Singling out the top figurative painters of today is a bold move for any institution. Radical Figures: Painting in the New Millennium at the Whitechapel Gallery (until 10 May; tickets £9.50, concessions available) takes the temperature of painting in 2020 by selecting ten painters who “represent the body in experimental and expressive ways”, the organisers say. In the age of video and the internet onslaught, the death of painting has long been anticipated. But curators at the Whitechapel adroitly point out that in today’s super-fast disposable society, “the slow process of painting the figure is at odds with our instantaneous culture of taking, editing and sharing images.” Sanya Kantarovsky of Russia paints unsettling and unapologetic scenes depicting figures in dysfunctional relationships. In Deprivation (2018), for instance, a male figure tightly grips the hand of a reclining woman, reflecting an uneasy power dynamic. Kenyan-born Michael Armitage’s intimate representation of two men kissing beneath a frieze with scenes of firing squads (Kampala Suburb, 2014) is another highlight as are the US artists Christina Quarles and Tschabalala Self, all of whom take the ancient medium into exciting new directions.
British Baroque: Power and Illusion (until 19 April; tickets £16, concessions available) at Tate Britain seems prescient in the post-Brexit age, focusing on events such as the Union of England and Scotland (1707) and the Revolution of 1688-9 which gave the “political elite” in Parliament even more power. The show, surprisingly the first exhibition to focus on baroque culture in Britain, covers the reigns of the last Stuart monarchs, from the restoration of Charles II in 1660 to the death of Queen Anne in 1714 (immortalised by Olivia Colman in the film The Favourite). Most works on show revel in excess; Jacob Huysmans’ portrait of James, Duke of Monmouth as St John the Baptist (around 1662-65) presents Charles II’s illegitimate son as a forlorn, camp shepherd while Antonio Verrio’s The Sea Triumph of Charles II (around 1674) depicts the slight god-like monarch as Neptune, the mythical god of the sea. A room filled with the Hampton Court Beauties (1690-1)—a set of eight full-length portraits parading the most beautiful women at the court of Mary II—is a show-stopping centrepiece. The most intriguing section explores “illusion and deception” through a series of trompe l’oeil works which try to trick the eye (don’t be fooled though by the bizarre perspective paintings of Samuel van Hoogstraten).
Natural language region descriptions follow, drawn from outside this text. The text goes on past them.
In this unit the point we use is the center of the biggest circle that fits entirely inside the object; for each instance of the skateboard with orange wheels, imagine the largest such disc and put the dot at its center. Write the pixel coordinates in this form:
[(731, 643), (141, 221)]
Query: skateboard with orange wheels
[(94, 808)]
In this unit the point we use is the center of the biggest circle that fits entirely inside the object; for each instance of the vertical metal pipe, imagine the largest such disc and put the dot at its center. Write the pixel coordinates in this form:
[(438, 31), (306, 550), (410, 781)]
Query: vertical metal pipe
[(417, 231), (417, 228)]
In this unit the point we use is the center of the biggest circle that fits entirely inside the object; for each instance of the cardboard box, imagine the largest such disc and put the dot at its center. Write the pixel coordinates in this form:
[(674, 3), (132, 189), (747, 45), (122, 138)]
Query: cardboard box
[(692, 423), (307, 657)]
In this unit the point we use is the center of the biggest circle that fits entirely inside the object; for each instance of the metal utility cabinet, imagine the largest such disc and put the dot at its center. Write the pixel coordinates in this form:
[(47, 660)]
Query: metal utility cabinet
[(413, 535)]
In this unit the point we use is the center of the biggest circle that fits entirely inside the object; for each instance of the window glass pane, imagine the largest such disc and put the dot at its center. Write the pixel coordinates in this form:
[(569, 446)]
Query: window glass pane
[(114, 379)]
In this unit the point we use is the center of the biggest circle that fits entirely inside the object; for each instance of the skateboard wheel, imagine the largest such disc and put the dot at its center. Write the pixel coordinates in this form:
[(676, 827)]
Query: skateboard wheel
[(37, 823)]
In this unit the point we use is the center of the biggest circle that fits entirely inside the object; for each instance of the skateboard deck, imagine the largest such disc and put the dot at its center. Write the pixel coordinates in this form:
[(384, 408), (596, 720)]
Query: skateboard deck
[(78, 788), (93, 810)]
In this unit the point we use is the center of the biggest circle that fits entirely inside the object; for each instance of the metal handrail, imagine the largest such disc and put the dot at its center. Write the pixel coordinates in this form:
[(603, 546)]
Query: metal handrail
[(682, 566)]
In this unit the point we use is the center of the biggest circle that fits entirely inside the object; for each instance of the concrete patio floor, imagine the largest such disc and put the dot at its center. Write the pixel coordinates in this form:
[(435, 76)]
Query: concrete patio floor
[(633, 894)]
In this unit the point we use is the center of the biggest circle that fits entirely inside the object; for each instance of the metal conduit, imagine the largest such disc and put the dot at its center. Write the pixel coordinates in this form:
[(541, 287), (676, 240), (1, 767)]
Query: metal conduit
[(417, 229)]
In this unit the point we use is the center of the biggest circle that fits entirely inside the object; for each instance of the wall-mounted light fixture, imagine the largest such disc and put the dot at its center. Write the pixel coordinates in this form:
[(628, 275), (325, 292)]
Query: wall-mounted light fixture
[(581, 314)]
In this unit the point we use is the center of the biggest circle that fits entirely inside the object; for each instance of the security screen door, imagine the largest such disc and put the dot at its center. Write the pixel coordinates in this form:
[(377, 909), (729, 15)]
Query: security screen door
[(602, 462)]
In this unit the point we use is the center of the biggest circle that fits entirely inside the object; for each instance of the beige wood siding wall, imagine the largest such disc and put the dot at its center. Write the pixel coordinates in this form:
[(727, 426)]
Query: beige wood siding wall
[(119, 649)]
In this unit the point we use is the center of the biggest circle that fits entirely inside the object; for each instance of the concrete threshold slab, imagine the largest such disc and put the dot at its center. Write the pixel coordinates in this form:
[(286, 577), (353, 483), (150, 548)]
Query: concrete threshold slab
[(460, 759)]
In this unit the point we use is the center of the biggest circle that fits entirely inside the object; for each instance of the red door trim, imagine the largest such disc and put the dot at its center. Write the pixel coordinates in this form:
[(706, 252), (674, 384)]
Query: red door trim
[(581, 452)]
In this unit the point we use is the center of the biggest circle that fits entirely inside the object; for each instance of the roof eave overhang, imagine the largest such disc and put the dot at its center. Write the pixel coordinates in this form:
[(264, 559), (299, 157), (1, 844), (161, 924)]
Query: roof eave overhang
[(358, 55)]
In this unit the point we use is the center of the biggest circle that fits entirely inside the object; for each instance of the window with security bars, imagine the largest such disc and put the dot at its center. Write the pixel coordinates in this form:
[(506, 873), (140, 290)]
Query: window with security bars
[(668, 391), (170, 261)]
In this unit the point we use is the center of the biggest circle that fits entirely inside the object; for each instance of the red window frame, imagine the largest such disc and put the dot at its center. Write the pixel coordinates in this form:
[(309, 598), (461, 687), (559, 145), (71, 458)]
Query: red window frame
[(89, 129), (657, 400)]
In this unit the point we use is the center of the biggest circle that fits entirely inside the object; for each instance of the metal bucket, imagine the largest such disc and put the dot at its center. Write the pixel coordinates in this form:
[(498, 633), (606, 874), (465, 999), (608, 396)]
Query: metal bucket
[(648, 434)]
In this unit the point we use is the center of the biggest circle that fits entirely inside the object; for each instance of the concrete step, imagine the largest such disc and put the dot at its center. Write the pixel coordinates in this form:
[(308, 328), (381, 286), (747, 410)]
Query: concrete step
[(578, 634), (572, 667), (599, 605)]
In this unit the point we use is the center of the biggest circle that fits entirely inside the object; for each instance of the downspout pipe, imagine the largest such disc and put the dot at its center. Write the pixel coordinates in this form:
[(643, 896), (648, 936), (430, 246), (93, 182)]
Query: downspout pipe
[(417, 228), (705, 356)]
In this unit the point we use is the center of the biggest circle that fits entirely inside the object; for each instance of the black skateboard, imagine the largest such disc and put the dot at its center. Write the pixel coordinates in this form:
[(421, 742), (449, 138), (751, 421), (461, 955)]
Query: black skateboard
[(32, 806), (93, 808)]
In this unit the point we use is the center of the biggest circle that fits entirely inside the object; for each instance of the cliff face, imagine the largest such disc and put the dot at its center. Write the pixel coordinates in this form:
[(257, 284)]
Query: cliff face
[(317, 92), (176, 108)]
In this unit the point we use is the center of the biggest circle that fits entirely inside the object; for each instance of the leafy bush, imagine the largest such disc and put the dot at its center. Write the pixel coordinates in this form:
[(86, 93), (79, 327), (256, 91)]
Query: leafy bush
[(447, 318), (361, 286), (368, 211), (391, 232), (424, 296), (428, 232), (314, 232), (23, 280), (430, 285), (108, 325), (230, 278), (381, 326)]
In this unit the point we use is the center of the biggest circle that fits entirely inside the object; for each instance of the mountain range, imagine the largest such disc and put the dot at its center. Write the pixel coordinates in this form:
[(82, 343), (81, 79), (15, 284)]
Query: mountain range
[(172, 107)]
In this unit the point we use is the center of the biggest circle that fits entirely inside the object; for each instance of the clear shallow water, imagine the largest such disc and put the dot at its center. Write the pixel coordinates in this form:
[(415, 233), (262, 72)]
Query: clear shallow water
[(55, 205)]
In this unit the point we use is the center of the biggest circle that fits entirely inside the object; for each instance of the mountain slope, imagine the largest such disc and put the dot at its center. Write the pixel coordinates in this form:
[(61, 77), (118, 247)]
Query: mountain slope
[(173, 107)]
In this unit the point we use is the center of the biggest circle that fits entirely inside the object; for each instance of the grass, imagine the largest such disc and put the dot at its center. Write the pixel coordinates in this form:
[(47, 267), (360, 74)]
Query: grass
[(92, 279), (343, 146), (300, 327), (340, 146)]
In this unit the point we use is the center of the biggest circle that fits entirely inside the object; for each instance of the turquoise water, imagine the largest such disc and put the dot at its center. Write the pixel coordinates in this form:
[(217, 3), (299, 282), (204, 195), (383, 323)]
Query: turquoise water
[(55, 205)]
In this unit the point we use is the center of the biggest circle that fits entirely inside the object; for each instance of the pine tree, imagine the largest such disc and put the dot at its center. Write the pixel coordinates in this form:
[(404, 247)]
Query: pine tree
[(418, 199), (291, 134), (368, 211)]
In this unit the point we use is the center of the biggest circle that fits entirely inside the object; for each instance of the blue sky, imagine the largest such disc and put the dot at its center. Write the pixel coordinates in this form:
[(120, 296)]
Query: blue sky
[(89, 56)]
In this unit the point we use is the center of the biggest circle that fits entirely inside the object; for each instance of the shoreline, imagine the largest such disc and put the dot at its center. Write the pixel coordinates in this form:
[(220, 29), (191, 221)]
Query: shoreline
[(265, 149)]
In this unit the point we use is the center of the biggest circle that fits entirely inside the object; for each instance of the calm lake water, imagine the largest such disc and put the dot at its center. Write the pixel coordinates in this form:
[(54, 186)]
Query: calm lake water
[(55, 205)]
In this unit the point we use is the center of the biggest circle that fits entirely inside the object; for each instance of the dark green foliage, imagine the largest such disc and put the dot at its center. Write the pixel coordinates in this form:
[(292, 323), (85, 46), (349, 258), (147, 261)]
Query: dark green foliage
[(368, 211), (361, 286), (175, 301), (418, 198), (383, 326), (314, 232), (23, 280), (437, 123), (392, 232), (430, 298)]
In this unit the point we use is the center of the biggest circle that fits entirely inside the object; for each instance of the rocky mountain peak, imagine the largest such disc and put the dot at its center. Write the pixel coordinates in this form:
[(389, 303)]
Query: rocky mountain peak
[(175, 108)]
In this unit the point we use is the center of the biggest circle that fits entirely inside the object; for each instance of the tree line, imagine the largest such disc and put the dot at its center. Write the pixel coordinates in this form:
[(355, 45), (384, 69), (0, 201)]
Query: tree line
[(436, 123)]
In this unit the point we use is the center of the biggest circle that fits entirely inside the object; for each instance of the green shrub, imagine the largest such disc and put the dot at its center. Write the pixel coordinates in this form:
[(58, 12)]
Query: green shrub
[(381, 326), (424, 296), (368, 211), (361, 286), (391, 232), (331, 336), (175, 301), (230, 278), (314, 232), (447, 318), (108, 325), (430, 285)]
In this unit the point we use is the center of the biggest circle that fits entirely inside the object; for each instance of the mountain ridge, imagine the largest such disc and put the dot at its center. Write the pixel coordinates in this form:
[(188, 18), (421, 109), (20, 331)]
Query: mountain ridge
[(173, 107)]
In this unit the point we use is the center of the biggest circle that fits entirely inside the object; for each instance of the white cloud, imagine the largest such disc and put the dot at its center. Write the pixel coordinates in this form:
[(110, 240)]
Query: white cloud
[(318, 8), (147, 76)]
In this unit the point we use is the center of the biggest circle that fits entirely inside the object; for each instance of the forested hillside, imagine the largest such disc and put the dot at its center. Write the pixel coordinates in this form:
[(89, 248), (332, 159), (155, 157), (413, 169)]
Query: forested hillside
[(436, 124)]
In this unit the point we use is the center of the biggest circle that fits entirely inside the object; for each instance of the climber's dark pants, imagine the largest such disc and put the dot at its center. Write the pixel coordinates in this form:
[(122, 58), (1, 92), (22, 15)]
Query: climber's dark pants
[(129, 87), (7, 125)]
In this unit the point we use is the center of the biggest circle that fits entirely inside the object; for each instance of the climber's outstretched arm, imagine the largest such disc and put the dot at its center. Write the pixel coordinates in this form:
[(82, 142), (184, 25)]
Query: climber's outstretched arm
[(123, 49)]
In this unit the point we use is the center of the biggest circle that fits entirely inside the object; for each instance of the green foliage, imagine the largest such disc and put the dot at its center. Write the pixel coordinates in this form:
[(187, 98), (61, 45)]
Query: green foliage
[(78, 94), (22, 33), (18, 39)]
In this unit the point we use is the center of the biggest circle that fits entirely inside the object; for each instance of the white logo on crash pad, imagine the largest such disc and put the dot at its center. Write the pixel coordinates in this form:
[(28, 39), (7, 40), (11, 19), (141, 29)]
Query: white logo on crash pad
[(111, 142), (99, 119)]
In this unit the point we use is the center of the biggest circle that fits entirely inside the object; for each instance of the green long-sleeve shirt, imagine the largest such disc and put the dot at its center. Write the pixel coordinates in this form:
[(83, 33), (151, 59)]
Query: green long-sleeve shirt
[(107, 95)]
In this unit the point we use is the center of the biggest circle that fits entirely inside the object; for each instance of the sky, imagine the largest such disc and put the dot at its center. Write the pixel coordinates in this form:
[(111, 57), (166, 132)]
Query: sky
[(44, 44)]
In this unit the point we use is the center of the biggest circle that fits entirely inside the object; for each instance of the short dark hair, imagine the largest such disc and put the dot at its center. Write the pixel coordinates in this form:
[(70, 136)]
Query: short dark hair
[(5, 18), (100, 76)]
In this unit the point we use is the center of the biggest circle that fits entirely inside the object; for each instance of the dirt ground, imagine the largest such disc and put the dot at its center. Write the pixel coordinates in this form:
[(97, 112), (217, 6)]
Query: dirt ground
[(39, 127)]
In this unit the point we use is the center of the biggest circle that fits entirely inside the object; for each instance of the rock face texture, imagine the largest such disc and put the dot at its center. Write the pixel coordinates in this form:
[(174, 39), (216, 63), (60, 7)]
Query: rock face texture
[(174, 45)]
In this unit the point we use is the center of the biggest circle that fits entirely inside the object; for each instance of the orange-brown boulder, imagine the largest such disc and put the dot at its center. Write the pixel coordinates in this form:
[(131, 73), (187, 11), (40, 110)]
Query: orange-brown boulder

It's your last chance to see On Venus, Patrick Staff’s unnerving site-specific installation at the Serpentine Sackler Gallery (until 9 Feburary; free), which dwells on earthly horrors and human suffering. Staff aims to disorient, whether by using mirrored floors to reflect the gallery's harsh yellow lighting or by installing ceiling pipes from which corrosive acid steadily drips down into steel barrels. Acid is further used to etch onto large metal plates the front pages of various tabloids that published false claims stating that the convicted child killer Ian Huntley was sexually transitioning in prison. These works bring an uneasy awareness to how certain bodies and identities are "othered" and accordingly vilified, an idea pushed even further by two video works shown on a loop. The first consists of harrowing footage of industrial animal farming practices in which creatures are beaten, skinned, pulverised and harvested for their organs and hormones. The second shows a written poem that imagines a life on Venus—a harsh, alien landscape completely free from human oppression. For those whose existences are validated and protected, living in this strange environment might seem like a scary choice. But for others, life on another planet may be a better alternative to one on earth.